Aiding Business Community Antitrust Compliance and Reducing Burdens
We appreciate the value that antitrust guidance can provide to industry as new business models and technologies emerge. For example, last April, we issued a joint policy statement with the FTC to clarify that properly designed cyber threat information sharing is not likely to raise antitrust concerns. We subsequently issued a business review letter stating that the division would not challenge a proposal by a company seeking to offer a cyber intelligence data-sharing platform that allows members to share threat and incident data about cyber attacks.
The division also issued a business review letter in response to a request from the Institute of Electrical and Electronics Engineers Inc. (IEEE), a standard setting organization, regarding a proposed update to its patent policy. This letter continued our effort to provide guidance that facilitates the development of procompetitive patent policies by standard setting organizations. We think this type of guidance exemplifies good government and we will continue to provide it when asked to do so.

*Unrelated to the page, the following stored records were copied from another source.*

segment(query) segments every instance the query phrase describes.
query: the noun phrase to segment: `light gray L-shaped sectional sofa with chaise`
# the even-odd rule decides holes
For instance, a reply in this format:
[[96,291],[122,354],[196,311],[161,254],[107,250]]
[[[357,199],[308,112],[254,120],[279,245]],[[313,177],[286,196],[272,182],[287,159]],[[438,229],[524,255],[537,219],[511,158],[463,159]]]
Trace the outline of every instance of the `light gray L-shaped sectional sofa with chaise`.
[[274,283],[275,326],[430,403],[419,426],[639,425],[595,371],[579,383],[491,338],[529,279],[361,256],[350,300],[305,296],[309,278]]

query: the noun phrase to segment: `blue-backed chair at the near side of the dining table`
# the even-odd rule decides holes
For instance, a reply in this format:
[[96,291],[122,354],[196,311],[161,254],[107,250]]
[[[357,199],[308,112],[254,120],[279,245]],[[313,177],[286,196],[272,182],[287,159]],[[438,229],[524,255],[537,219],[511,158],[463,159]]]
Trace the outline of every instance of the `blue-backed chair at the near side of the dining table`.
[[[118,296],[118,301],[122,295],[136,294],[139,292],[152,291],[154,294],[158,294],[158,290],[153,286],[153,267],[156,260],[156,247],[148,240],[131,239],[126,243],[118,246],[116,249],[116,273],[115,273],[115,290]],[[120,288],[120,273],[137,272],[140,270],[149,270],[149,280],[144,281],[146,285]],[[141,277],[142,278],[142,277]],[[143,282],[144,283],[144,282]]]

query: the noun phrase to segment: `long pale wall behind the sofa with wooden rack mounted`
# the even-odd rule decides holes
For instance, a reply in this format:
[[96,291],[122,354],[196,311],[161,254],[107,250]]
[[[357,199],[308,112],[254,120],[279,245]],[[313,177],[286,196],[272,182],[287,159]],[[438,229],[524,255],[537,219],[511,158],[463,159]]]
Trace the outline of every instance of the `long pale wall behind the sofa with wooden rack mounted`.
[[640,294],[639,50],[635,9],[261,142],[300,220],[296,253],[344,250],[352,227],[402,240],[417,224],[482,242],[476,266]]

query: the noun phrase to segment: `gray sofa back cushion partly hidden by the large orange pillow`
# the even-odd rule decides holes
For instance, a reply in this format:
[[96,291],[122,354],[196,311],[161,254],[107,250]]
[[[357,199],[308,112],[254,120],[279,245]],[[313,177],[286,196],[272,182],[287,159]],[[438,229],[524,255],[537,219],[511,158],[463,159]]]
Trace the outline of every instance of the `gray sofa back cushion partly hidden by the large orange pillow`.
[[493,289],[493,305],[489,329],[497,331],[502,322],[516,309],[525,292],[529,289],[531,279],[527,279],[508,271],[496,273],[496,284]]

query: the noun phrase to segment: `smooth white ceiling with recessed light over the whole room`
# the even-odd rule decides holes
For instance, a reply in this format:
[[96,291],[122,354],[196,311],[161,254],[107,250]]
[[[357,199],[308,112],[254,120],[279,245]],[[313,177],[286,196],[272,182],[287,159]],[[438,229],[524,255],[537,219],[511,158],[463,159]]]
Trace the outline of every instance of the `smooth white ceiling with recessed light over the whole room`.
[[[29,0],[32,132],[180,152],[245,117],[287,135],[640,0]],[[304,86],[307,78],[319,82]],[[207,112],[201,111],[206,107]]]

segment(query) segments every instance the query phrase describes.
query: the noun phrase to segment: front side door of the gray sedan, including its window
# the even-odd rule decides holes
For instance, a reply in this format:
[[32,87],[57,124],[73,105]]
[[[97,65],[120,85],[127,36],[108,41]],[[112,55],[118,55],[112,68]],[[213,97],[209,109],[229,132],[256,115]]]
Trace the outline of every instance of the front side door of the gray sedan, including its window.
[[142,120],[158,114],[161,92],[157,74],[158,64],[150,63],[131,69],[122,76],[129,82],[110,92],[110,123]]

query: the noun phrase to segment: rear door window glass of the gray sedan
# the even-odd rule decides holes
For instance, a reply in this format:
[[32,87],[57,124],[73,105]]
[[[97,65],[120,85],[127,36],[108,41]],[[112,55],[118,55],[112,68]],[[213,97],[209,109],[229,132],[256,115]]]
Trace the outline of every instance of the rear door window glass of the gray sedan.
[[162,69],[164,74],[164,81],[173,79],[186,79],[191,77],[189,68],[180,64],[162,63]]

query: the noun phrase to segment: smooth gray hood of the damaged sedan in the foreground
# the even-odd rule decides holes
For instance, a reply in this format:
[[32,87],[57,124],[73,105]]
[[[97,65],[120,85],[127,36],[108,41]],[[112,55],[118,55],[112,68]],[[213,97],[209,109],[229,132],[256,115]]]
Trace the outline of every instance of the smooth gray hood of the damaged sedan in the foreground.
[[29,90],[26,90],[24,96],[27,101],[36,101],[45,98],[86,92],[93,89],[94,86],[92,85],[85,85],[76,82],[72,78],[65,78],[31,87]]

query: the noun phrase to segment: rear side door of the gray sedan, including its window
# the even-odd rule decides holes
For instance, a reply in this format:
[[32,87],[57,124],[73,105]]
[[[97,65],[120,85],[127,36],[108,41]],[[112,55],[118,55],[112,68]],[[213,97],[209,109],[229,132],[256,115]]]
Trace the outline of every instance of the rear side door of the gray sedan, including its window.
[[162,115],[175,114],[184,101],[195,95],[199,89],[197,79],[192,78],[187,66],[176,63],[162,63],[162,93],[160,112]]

While vigilant antitrust enforcement makes our markets more competitive and saves consumers money, we appreciate that dealing with antitrust enforcers can be expensive and time consuming. We work hard to make enforcement as efficient as possible without compromising our mission. Improving electronic discovery is one promising avenue for reducing the burdens our investigations can impose. For example, our website includes a model civil electronic production letter that helps parties understand and plan for productions to the division, making the process more predictable and less burdensome.

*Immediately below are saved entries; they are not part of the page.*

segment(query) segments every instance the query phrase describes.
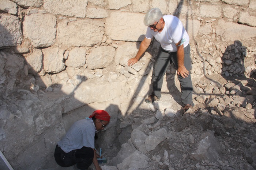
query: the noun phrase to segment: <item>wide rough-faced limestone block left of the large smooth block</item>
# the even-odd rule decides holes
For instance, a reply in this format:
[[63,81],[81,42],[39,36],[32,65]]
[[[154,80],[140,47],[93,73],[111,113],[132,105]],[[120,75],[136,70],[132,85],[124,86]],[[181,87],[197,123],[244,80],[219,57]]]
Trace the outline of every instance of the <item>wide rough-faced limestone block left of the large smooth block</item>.
[[101,42],[104,23],[98,20],[81,20],[69,22],[60,20],[57,26],[58,43],[65,46],[91,46]]

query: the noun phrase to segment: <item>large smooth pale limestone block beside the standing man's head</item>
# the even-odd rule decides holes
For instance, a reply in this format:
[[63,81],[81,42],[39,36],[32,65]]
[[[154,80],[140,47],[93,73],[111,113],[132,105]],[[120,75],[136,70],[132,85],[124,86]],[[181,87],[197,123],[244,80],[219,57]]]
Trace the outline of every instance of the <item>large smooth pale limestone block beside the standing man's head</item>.
[[[112,12],[106,19],[106,35],[112,40],[142,41],[144,36],[141,35],[146,33],[147,28],[143,23],[143,19],[144,15],[140,13]],[[116,23],[118,23],[118,27]]]

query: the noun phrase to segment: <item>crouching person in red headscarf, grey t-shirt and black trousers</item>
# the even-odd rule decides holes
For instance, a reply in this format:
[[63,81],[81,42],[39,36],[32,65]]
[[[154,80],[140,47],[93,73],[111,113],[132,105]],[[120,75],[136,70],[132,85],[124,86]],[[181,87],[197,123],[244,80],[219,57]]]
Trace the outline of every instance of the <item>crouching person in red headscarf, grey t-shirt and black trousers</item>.
[[91,163],[101,170],[94,147],[94,136],[109,124],[110,116],[105,110],[96,110],[89,118],[78,120],[56,146],[55,161],[61,167],[76,164],[77,169],[88,169]]

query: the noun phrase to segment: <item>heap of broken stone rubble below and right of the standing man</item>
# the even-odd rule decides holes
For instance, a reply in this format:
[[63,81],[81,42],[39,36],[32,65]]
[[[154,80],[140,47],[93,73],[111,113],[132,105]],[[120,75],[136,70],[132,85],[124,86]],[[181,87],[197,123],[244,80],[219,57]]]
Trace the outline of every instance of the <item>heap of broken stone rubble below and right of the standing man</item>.
[[116,155],[106,151],[110,161],[102,170],[255,169],[256,80],[223,82],[219,88],[203,80],[195,89],[208,95],[194,94],[197,102],[185,113],[181,107],[171,109],[174,102],[160,100],[143,103],[121,119],[128,142]]

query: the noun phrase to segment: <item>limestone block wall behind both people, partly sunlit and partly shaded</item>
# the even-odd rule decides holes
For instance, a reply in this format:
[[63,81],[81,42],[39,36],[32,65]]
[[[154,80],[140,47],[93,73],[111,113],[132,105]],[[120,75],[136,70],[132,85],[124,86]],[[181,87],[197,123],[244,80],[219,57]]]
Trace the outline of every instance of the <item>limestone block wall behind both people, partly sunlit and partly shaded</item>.
[[112,116],[111,146],[118,119],[150,93],[159,43],[127,60],[153,7],[188,31],[194,80],[255,75],[254,0],[1,0],[0,149],[14,169],[57,169],[56,142],[96,109]]

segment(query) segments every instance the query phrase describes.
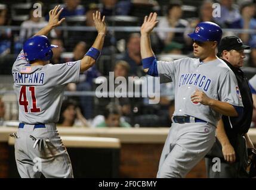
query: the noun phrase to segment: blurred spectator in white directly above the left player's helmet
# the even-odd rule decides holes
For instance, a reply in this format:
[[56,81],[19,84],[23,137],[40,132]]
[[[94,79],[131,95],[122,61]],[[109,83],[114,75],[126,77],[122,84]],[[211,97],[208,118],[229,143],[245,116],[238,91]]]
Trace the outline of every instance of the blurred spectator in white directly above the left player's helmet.
[[[44,18],[34,17],[33,11],[35,8],[31,8],[29,11],[29,20],[21,23],[20,28],[20,42],[23,43],[29,37],[32,37],[39,30],[47,26],[48,22]],[[55,30],[51,30],[51,37],[57,37]]]

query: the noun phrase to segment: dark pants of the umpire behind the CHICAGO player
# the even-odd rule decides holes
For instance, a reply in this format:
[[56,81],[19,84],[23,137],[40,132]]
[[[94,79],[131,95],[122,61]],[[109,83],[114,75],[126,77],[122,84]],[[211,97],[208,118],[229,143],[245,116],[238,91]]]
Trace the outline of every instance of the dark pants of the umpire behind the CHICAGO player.
[[[246,168],[248,166],[248,154],[246,140],[242,135],[238,135],[238,145],[236,148],[236,162],[228,163],[224,160],[222,147],[216,139],[211,151],[205,157],[206,173],[208,178],[249,178]],[[212,162],[214,157],[220,158],[220,170],[217,169],[216,161]]]

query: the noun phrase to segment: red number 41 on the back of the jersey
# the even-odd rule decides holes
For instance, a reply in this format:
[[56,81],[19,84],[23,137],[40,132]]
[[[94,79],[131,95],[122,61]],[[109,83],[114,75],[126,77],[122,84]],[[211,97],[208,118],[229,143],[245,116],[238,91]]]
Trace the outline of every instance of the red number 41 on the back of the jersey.
[[[36,96],[35,96],[35,87],[28,87],[31,95],[32,100],[32,108],[30,108],[30,112],[41,112],[41,109],[39,107],[36,107]],[[27,106],[29,105],[29,102],[27,101],[27,93],[26,93],[26,85],[23,85],[20,89],[20,98],[18,99],[18,103],[20,103],[21,106],[24,106],[25,112],[29,112]],[[23,100],[22,100],[23,99]]]

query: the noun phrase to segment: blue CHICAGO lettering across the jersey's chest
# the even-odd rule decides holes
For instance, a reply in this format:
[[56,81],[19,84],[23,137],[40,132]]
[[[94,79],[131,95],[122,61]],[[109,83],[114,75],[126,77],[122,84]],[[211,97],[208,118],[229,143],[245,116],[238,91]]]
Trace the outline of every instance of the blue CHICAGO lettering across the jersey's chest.
[[180,83],[178,83],[178,86],[180,87],[181,85],[186,84],[193,84],[202,87],[204,91],[207,91],[211,84],[211,79],[198,73],[187,73],[180,76]]

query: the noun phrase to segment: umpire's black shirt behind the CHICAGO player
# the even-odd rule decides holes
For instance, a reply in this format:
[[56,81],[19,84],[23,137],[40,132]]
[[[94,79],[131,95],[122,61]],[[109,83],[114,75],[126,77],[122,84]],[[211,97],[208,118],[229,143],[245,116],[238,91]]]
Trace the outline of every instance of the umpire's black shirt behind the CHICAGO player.
[[[238,87],[240,90],[240,95],[242,96],[243,102],[243,113],[239,117],[222,116],[224,129],[226,131],[227,137],[230,143],[237,149],[237,137],[238,135],[244,135],[248,132],[252,121],[252,110],[253,101],[252,94],[249,88],[248,80],[245,77],[243,71],[235,66],[231,65],[226,60],[222,59],[226,64],[232,69],[236,75],[236,80],[238,80]],[[235,90],[235,89],[234,89]]]

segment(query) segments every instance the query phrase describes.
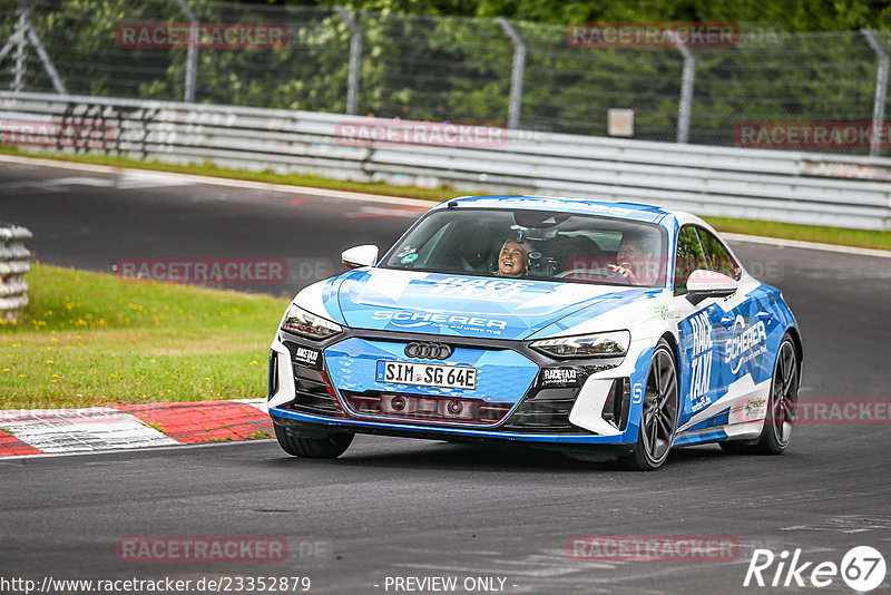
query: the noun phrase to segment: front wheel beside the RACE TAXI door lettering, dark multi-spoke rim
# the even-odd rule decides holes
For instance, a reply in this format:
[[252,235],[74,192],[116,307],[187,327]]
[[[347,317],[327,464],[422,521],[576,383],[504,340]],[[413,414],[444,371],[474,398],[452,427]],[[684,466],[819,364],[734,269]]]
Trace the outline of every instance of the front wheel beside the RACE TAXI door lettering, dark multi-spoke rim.
[[620,459],[623,467],[655,471],[663,466],[677,430],[678,399],[677,362],[672,348],[660,339],[647,372],[637,445],[630,455]]

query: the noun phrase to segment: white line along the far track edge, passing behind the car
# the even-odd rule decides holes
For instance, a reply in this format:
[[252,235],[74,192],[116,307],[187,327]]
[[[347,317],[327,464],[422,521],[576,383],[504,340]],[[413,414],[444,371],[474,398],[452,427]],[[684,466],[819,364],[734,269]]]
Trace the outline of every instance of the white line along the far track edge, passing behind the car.
[[[385,196],[381,194],[366,194],[361,192],[334,191],[329,188],[313,188],[309,186],[291,186],[288,184],[271,184],[266,182],[248,182],[243,179],[228,179],[213,176],[197,176],[193,174],[177,174],[157,169],[139,169],[129,167],[111,167],[108,165],[91,165],[76,162],[62,162],[56,159],[41,159],[38,157],[20,157],[18,155],[0,155],[0,163],[14,163],[20,165],[41,165],[47,167],[59,167],[63,169],[75,169],[79,172],[94,172],[99,174],[123,174],[157,172],[164,174],[168,179],[180,179],[185,184],[212,184],[216,186],[227,186],[231,188],[247,188],[256,191],[283,192],[288,194],[309,194],[312,196],[324,196],[326,198],[340,198],[343,201],[364,201],[369,203],[382,203],[389,205],[409,205],[432,207],[437,203],[433,201],[422,201],[419,198],[403,198],[400,196]],[[891,251],[861,248],[853,246],[840,246],[834,244],[821,244],[817,242],[802,242],[800,240],[781,240],[761,235],[743,235],[722,233],[722,237],[735,242],[748,242],[753,244],[768,244],[781,247],[796,247],[803,250],[822,250],[824,252],[836,252],[840,254],[856,254],[860,256],[878,256],[880,259],[891,259]]]

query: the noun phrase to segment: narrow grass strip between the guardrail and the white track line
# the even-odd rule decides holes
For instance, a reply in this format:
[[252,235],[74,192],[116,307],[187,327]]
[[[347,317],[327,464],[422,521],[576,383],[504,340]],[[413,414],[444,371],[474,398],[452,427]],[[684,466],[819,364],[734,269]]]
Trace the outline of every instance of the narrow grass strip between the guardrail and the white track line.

Further, the division has been a pioneer among government agencies in using predictive coding methods in large volume document productions. Predictive coding is a technology-assisted document review that, when used properly and with appropriate safeguards, can more quickly and accurately identify relevant documents, saving the parties time and money, while providing the division the documents it needs to effectively conduct its investigations.
Finally, last March the division announced a new streamlined procedure for parties seeking to modify or terminate old antitrust settlements and litigated judgments entered before 1980. We are not going to object to eliminating a decree that has clearly outlived its usefulness. In those cases, parties no longer have to offer an elaborate justification and the division does not need to invest scarce resources in getting to the obvious answer.
Conclusion
The Antitrust Division’s dedicated public servants continue to work hard to make sure that American consumers and businesses reap the benefits of our free-market economy. We use our tools – criminal and civil enforcement, together with focused and effective competition advocacy – to do so. We are committed to ensuring that the American consumer continues to benefit from vigorous competition for products and services. I am honored to be part of this hard-working team.